Anna hadn’t made it to the pub for breakfast. Of course she hadn’t. That didn’t mean she was a coward, not at all. She was simply a realist. There was absolutely no point in spending any more time in Joe’s company.
She knew Dan and Lizzie would be wondering why she was a no-show after her promises the night before, but one of the perks of being a doctor was that she could convincingly feign a whole array of illnesses, depending on the needs of the situation at hand.
It was almost lunchtime before she heard her car pull up outside Dan’s house. Since Joe had left, she’d spent the rest of the morning beating herself up and hiding, trying to retreat into a novel she’d found on the coffee table. It was useless. Nothing had sunk in. The only saving grace was that after a forensic search in Dan’s kitchen, she’d found real coffee.
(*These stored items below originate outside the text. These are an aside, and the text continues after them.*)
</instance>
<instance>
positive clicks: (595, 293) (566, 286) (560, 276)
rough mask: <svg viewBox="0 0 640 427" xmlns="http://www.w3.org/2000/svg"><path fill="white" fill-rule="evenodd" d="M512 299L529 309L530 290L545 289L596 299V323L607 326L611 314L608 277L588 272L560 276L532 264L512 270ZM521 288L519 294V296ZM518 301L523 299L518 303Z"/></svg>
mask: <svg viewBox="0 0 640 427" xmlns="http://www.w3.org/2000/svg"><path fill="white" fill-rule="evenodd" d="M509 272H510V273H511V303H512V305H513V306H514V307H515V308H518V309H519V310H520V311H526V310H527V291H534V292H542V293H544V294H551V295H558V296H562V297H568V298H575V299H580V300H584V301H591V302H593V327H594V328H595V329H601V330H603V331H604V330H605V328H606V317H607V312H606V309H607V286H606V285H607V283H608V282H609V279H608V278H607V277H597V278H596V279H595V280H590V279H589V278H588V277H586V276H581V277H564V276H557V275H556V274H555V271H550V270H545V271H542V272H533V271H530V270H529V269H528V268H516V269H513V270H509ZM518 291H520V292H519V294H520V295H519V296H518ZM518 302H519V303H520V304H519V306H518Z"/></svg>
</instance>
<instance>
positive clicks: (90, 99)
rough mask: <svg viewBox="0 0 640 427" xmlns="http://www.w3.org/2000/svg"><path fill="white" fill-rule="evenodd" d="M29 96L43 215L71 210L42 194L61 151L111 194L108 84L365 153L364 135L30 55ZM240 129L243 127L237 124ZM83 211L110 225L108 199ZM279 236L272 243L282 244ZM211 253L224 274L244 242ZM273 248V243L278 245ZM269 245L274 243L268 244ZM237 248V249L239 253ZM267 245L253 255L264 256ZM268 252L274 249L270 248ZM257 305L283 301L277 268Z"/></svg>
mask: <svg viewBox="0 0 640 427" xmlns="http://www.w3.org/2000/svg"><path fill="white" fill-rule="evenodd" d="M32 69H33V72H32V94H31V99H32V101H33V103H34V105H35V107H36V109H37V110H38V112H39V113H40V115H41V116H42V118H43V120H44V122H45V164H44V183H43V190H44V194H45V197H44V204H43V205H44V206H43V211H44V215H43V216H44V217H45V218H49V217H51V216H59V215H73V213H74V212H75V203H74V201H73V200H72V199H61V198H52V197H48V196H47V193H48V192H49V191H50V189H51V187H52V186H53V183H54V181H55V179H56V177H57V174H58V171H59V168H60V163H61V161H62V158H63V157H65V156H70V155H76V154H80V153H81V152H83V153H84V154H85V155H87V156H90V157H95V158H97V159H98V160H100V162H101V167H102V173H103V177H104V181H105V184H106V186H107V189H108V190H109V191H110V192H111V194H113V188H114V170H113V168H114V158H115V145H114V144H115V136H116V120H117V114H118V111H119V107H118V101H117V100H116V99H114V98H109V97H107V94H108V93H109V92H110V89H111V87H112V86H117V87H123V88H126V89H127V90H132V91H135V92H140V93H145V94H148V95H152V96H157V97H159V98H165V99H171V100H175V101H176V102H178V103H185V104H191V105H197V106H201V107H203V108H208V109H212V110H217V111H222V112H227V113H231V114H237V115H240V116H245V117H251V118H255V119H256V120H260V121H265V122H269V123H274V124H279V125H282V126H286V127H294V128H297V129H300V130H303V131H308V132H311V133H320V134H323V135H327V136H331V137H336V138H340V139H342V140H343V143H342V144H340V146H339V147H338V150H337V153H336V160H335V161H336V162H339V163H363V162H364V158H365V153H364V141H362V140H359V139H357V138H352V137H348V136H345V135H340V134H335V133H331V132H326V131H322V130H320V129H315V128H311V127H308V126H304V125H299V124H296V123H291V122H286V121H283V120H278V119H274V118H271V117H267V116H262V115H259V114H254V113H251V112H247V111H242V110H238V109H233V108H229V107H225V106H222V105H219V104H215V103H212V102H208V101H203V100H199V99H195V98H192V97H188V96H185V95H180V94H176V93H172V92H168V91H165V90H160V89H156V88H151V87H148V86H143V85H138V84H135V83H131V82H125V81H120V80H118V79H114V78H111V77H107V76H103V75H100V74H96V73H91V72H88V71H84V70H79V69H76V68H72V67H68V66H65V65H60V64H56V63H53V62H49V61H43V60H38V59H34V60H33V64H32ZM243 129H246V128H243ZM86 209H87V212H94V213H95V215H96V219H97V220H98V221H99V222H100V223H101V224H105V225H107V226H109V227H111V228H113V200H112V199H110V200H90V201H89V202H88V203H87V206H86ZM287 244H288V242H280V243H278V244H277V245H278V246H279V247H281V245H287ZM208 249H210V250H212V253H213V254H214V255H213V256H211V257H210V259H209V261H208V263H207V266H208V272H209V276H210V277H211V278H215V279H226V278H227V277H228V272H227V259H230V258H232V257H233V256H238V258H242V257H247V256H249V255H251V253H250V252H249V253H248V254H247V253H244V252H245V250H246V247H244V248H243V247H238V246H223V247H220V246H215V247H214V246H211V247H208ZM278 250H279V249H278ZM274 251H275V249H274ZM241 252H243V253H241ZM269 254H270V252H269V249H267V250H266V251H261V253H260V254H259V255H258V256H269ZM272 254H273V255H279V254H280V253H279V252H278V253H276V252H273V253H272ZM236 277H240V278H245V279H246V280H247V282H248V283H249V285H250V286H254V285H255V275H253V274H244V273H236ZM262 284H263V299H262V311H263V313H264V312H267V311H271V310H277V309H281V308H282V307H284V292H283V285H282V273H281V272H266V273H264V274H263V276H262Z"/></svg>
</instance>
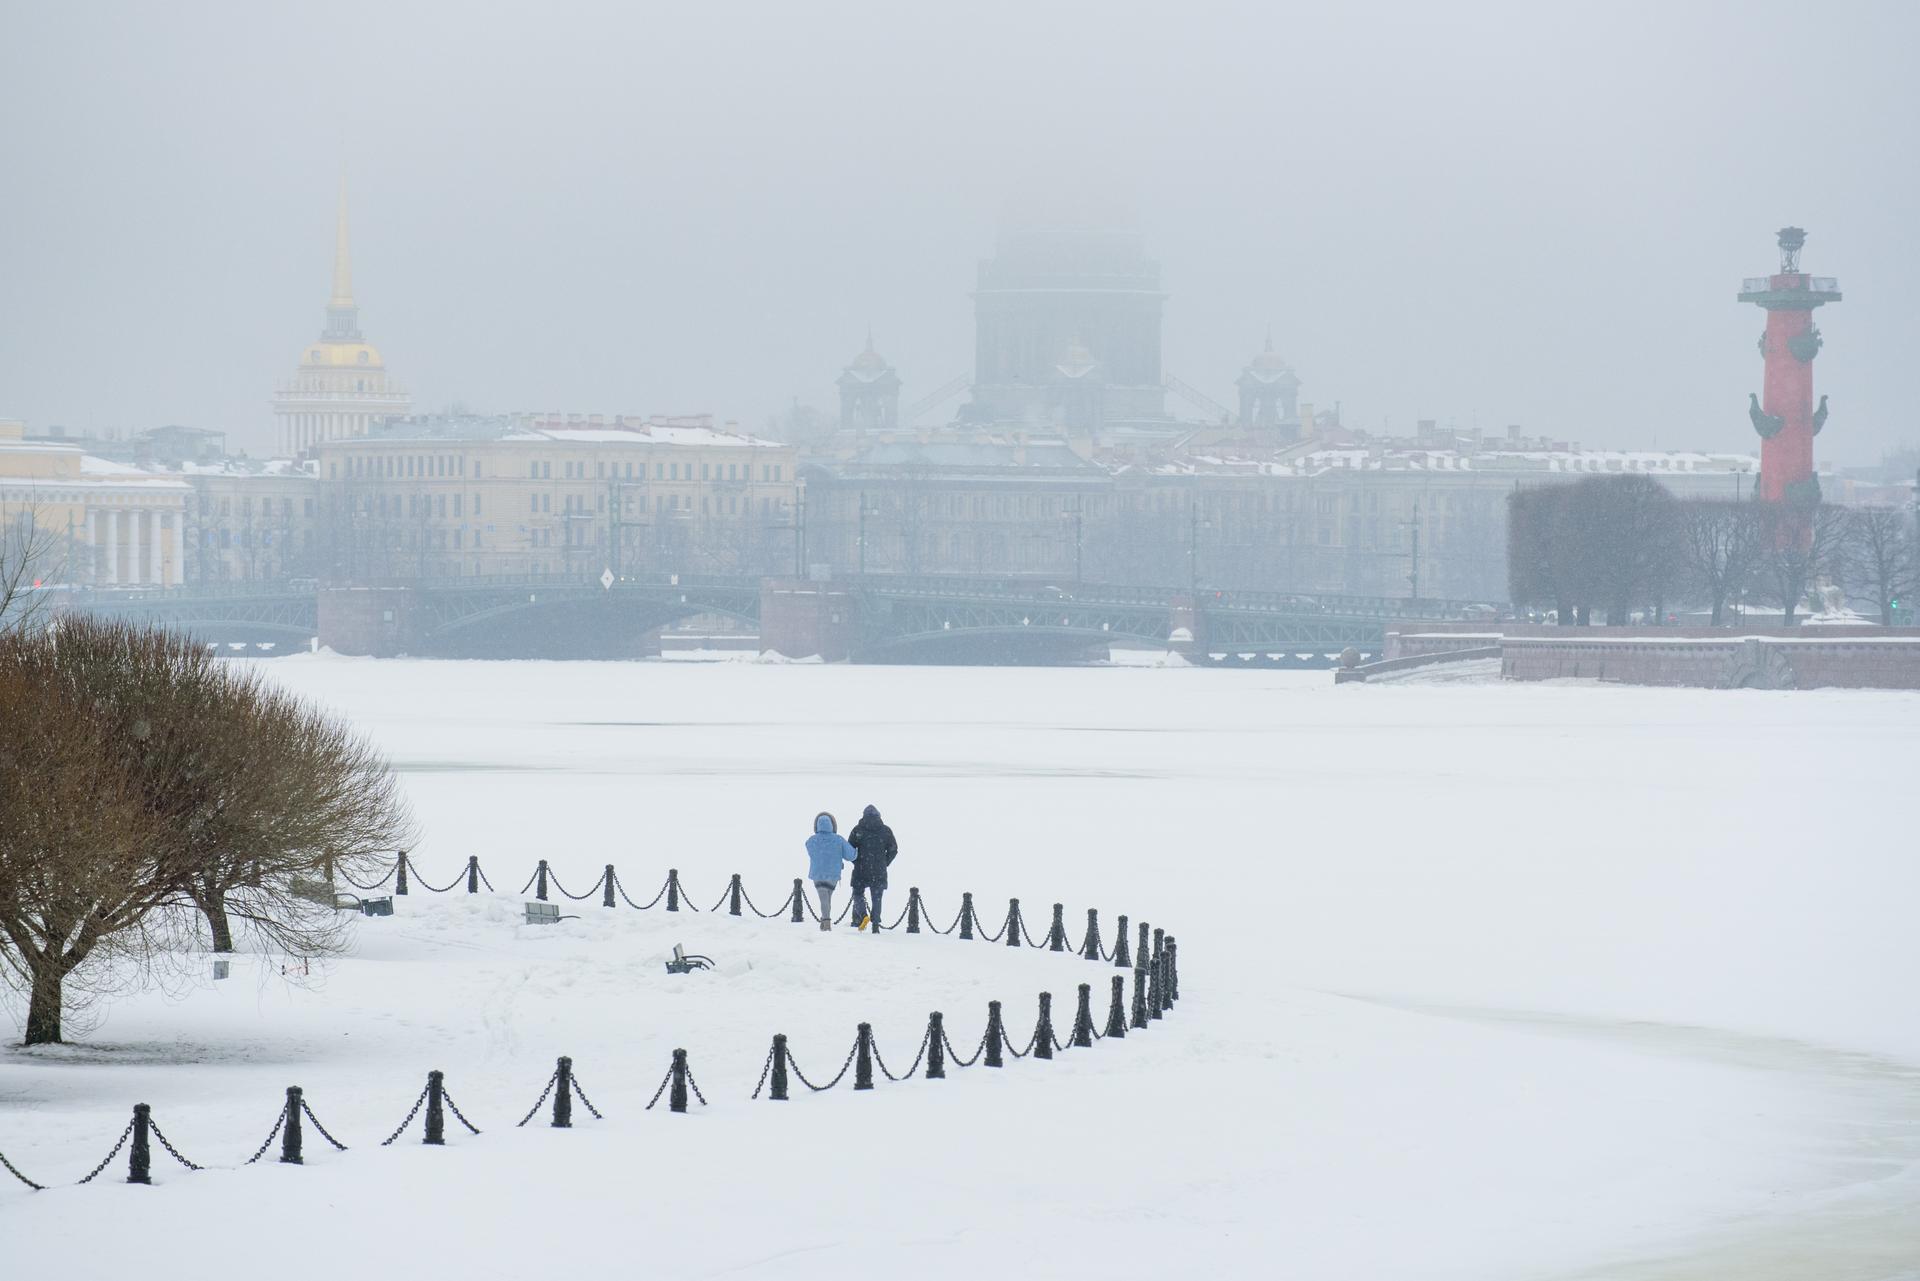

She was finishing her second cup when Dan walked into the house, jangling her car keys in his hand. ‘You all right, Anna?’ When she saw the genuine concern in his eyes, she felt slightly guilty for the lie she was about to tell. Sometimes it was hard being a severely lapsed Catholic.
She smiled up at him. ‘Bit of a headache. I didn’t think I’d be great company at breakfast so I decided to stay in and look at the view.’
They both turned to admire it through the windows. The promise of the morning had come to fruition – a sapphire sky, cloudless, white caps on the surf, and a light breeze taking the edge off the heat of the day.
‘It’s pretty spectacular, isn’t it?’ Dan smiled then turned back to her. ‘Hey, Lizzie was disappointed you couldn’t make it. But we did have company for breakfast.’ Dan crossed his arms over his chest. ‘Joe turned up for about five seconds and said he’d seen you and that you were heading back home. Lizzie sent me here to find out what’s going on.’